Mr. Tom Harris: The Department for Transports calculation of train capacity is based on a consistently applied calculation, which uses the size of the interior of each passenger railway vehicle, divided by a space of 0.45 m(2) which is an industry-standard calculation of the space occupied by each passenger.
Any structures, such as luggage racks are included in the calculation, and the total size of the vehicle interior is reduced accordingly to reflect where these structures exist. These calculations are updated when modifications are made to the interior of any fleet of passenger rail vehicles.
Stephen Hammond: To ask the Secretary of State for Transport what the supporting evidence is for her Departments calculation, for rolling stock with no information on furnishable space available, that train capacity is 1.4 times the number of seats, and 1.2 times the number of seats on inter-city rolling stock. 
Mr. Tom Harris: This calculation was undertaken to support the rail High Level Output Specification, published in July 2007. For the small numbers of rolling stock where detailed information was not readily available at the time, the train capacity was based on the approximate mid-point of the range of similar trains where full data were available. While commuter and regional rolling stock types have similar seat and standing densities, inter-city rolling stock tends to have a lower seating density.
Stephen Hammond: To ask the Secretary of State for Transport how many (a) locomotives, (b) multiple units, (c) freight wagons and (d) carriages were in use on the rail network in the most recent period for which figures are available, broken down by (i) train operating company and (ii) class. 
Mrs. Villiers: To ask the Secretary of State for Transport pursuant to the answer of 22 April 2008, Official Report, column 1895W, on railways: Scotland, what work she has asked Network Rail to undertake on new lines and high speed rail lines between England and Scotland. 
Stephen Hammond: To ask the Secretary of State for Transport how many trains she plans to order in the first phase of the (a) Thameslink and (b) Intercity Express Programme Order in the summer of 2009. 
The Thameslink Rolling Stock project intends to order an entire new fleet to operate the enhanced Thameslink service from December 2015. The fleet size will be between 900 and 1,300 vehicles depending on detailed service planning. It is intended to award a single contract for the whole fleet in summer 2009 at which time the delivery schedule for the vehicles will be agreed.

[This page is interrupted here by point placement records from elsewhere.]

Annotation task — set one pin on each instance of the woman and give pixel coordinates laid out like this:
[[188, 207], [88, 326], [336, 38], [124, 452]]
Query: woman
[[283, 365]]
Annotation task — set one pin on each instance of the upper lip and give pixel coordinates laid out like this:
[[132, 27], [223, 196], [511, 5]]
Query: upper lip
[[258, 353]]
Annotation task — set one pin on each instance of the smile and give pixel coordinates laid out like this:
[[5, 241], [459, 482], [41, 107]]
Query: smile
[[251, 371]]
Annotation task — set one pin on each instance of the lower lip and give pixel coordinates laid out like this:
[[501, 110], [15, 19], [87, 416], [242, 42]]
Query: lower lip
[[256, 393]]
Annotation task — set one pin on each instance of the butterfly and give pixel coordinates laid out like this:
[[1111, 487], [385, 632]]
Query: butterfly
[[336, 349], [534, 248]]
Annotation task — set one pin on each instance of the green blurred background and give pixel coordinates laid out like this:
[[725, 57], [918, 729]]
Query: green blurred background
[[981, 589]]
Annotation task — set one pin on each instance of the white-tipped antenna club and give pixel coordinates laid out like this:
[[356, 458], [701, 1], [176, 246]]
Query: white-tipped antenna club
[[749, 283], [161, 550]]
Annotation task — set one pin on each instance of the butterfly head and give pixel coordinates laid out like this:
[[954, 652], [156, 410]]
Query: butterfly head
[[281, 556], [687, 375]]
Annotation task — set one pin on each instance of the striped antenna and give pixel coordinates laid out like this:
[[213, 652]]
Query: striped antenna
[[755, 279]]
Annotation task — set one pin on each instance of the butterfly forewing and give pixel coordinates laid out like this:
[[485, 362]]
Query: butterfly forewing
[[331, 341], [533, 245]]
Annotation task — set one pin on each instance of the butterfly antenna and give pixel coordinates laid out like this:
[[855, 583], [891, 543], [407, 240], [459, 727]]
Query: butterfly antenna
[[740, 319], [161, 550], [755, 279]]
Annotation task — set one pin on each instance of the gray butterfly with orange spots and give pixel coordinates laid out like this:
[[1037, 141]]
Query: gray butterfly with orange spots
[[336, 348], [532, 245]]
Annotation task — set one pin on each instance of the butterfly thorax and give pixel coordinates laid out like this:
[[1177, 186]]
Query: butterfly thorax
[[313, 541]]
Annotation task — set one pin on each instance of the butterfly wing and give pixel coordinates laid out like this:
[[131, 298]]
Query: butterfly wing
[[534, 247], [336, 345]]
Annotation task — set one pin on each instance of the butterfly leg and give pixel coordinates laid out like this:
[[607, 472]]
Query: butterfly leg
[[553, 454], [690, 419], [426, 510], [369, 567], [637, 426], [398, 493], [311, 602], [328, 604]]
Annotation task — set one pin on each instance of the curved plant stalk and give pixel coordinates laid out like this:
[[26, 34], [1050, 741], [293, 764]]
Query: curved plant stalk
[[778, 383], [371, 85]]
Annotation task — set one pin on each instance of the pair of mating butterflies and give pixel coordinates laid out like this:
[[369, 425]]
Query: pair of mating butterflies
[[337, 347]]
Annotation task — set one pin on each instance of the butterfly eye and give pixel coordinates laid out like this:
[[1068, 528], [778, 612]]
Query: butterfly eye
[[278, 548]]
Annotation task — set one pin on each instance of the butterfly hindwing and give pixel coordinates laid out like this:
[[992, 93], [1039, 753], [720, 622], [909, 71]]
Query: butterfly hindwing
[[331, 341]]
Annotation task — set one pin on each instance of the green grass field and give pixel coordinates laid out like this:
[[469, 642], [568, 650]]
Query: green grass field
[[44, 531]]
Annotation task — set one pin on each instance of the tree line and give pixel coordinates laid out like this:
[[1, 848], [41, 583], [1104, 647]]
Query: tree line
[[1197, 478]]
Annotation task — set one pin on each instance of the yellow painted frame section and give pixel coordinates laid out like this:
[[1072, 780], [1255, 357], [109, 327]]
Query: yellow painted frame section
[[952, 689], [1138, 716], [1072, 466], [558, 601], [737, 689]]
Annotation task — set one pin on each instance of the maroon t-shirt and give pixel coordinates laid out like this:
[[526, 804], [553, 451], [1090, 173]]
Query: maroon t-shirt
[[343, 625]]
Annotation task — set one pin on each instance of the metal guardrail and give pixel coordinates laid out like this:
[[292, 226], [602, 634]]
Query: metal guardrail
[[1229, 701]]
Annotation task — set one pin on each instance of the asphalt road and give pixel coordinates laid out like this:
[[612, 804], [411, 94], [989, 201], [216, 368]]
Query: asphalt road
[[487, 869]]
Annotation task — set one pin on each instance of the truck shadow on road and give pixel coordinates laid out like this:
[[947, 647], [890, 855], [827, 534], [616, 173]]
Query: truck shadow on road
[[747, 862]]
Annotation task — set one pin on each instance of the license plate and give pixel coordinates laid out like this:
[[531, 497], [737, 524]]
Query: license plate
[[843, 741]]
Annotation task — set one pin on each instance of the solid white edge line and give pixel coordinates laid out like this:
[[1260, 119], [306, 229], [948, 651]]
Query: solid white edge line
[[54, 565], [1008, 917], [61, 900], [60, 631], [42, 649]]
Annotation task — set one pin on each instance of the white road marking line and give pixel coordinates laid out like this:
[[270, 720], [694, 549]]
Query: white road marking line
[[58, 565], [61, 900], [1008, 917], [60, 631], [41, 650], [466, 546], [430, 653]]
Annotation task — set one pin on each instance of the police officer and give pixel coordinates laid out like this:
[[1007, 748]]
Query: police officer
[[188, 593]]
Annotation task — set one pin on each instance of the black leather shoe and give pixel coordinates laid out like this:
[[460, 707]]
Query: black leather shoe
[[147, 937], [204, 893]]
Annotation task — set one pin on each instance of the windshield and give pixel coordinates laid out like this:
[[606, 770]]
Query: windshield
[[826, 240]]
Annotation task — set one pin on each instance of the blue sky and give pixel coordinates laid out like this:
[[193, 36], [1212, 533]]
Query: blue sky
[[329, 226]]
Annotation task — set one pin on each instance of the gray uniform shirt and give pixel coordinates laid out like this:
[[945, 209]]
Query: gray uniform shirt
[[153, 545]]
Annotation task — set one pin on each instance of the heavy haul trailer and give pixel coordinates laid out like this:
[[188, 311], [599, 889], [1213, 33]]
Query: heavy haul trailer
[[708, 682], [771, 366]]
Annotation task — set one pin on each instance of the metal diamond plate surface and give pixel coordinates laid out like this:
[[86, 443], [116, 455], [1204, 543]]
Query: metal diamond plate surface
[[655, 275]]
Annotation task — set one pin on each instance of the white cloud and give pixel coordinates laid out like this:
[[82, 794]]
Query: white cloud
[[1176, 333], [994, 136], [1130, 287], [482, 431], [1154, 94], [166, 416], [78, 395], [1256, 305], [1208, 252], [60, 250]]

In the case of the Inter-city Express Programme (IEP) the number of trains will be determined by the train service provider based on the performance regime they have contracted to meet and the number of trains required to operate the timetable for the chosen routes. While the Secretary of State for Transport will provide a commitment to use the trains over a 20 year period there will not be an order for a specific number of trains. Consequently, until IEP bids have been received and evaluated a broad estimate of between 600 and 1,200 vehicles can be assumed.